Pourtant, alors même que la Première Guerre mondiale faisait rage, les racines amères des camps ont survécu. Le gouvernement ottoman a eu recours à un système moins visible de camps de concentration sans nourriture ni abri suffisants pour déporter les Arméniens dans le désert syrien dans le cadre d'un génocide orchestré.

Et après la fin de la guerre, l'évolution des camps de concentration a pris un autre tournant sinistre. Là où les camps d'internement de la Première Guerre mondiale étaient concentrés sur les étrangers, ceux qui ont suivi - le goulag soviétique, le nazi Konzentrationslager - ont appliqué les mêmes méthodes à leurs propres citoyens.

Dans les premiers camps cubains, la négligence avait entraîné la mort.
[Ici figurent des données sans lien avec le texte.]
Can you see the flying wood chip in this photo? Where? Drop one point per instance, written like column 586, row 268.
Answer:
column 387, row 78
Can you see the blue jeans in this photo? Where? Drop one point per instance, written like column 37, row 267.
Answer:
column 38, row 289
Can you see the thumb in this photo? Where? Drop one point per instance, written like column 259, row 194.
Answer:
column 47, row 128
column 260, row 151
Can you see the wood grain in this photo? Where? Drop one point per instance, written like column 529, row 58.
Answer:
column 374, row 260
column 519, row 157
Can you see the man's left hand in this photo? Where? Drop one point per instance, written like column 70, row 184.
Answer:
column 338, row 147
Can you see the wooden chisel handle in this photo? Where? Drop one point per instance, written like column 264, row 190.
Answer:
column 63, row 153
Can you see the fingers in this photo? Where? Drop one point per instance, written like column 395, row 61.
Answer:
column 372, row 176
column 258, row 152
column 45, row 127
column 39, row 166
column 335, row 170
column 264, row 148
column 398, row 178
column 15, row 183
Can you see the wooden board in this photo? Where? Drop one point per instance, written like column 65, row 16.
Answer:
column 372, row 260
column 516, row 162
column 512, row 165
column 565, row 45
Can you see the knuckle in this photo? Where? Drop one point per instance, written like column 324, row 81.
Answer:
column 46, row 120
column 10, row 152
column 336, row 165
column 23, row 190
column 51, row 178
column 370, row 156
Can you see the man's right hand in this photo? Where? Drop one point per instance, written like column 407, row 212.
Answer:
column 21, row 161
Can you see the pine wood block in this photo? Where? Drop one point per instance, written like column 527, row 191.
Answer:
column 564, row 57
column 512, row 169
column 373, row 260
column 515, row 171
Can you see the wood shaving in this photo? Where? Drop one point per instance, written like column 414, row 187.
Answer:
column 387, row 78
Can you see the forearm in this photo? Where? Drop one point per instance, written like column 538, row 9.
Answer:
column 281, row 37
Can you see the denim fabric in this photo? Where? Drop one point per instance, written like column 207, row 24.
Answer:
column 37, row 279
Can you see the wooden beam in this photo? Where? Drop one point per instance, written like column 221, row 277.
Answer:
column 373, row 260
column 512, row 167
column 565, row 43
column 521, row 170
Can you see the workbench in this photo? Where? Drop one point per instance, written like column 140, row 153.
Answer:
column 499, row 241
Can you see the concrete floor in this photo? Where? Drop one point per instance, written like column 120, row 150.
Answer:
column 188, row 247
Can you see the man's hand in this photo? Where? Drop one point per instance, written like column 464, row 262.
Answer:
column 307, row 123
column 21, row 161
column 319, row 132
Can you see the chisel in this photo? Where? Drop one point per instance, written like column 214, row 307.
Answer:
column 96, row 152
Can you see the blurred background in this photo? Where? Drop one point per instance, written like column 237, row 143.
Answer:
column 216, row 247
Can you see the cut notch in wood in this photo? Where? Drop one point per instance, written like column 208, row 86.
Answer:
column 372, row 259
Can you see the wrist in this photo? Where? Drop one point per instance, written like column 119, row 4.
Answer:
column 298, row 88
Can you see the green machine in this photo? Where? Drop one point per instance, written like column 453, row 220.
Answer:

Un demi-siècle plus tard, les camps seraient industrialisés en utilisant le pouvoir d'un État moderne. Le concept du camp de concentration atteindrait son apothéose dans les camps de la mort de l'Allemagne nazie, où les prisonniers étaient réduits non plus à un nombre, mais à rien.

Le 20ème siècle a fait du général Martínez Campos un visionnaire sombre. Refusant d’instituer des camps de concentration à Cuba, il avait déclaré: «Les conditions de la faim et de la misère dans ces centres seraient incalculables». Une fois libérés, les camps de concentration se révélaient impossibles à éradiquer.